McLaren driver Carlos Sainz Jr says the 2020 Formula 1 season being cancelled because of the coronavirus crisis would be a "hard blow that would be difficult to accept".
The first nine races of the season have already been cancelled or postponed, with the French and Belgian events also in doubt as a result of restrictions imposed by those countries.
Sainz admits a year without racing would be very hard to digest and would have a very negative impact overall.
But he acknowledges the decision to abandon the season would be "fully understandable" if the COVID-19 situation continues to cause major disruption.
"I prefer to think there's going to be fewer races than to imagine everything will be cancelled," Sainz told Spanish media.
"Abandoning the season would be a hard blow that would be difficult to accept.
"If the situation doesn't get under control it would be fully understandable, but it would have very negative consequences for the sport and everything surrounding it.
"A lot of jobs would be at risk and that's never good.
"F1 will suffer the consequences of this pandemic, like any other sport or business.
"This situation is helping make all teams aware that they need to make an effort, be self-critical and agree to change things.
"I'm sure that with the rules that had already been agreed and the decisions they made [recently], we'll see a more matched and more sustainable Formula 1.
"It's a sport full of brilliant people, great engineers and professionals, and with a great infrastructure, and I think we can be an example of how to come out of this situation stronger."
Sainz feels that if the season does get underway, it will likely be a total of races closer to 10 than to the 15-18 F1's bosses have suggested.
"Right now a lot of options are being considered," he said.
"They have already announced the cancellation of some grands prix like Monaco.
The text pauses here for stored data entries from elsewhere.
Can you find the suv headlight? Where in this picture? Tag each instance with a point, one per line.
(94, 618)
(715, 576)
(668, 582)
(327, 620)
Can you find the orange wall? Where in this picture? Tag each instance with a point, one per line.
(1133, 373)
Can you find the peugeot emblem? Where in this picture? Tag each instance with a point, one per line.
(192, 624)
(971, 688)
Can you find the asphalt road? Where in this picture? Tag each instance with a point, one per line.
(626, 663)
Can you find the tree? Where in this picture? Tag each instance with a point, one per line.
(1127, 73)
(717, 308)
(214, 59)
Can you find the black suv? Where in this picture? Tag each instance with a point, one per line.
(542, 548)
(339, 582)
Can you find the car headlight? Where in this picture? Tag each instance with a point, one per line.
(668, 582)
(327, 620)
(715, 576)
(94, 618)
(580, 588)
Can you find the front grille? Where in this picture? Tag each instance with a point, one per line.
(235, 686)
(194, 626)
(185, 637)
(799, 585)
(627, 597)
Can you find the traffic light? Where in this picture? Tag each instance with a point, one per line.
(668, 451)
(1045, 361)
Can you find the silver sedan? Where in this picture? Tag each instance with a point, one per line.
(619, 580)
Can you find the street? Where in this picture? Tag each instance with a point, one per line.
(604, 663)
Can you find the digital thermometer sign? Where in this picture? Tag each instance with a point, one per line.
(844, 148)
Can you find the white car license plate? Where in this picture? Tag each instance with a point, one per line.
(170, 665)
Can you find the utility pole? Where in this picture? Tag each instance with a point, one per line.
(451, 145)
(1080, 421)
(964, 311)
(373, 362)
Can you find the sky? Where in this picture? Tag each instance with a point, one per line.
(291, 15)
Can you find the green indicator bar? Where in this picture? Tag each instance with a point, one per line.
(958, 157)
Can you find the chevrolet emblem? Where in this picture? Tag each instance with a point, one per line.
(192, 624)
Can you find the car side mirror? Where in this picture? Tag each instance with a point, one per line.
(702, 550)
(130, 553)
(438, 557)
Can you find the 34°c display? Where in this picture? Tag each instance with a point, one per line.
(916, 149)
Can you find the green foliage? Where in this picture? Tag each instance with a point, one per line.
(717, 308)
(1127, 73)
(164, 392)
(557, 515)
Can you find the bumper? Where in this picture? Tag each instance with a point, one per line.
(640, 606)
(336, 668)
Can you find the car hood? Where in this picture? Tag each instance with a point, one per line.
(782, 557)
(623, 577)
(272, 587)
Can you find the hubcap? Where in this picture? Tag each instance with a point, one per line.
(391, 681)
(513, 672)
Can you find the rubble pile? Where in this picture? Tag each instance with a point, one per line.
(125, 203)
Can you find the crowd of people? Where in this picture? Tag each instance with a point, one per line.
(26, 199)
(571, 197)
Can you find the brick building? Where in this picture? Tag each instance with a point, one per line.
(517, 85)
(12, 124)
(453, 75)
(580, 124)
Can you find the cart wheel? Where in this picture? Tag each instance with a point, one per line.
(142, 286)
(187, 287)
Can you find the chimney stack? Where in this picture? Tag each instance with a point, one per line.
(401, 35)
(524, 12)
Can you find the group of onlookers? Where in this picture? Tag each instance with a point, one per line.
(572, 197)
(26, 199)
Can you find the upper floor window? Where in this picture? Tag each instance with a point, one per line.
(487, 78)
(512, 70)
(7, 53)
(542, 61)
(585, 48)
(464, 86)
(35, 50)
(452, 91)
The street circuits have it harder because of all the mess that comes with them and how hard it is to adapt the environment.
"I personally think we are looking at a season closer to 10 races - between 8 and 14, I'd say - than 20. Looking at the situation, if you do the maths, there's no room for much more.
"I'm sure the season is going to be much shorter than the original calendar said, maybe even with more than one race on the same circuit, probably behind closed doors and possibly running just two days instead of three.
"It's going to be a very different championship to what we've seen in F1 history until now."
But Sainz is currently against the concept of a World Endurance Championship-style 'superseason' that stretches into next year.
He said: "I think it's too [early] to decide to do a superseason. We have to try to have the best possible 2020 season.
"If we end up having to move to a superseason, that's a decision that will be made by the relevant authorities. In [that] case, I don't like the idea."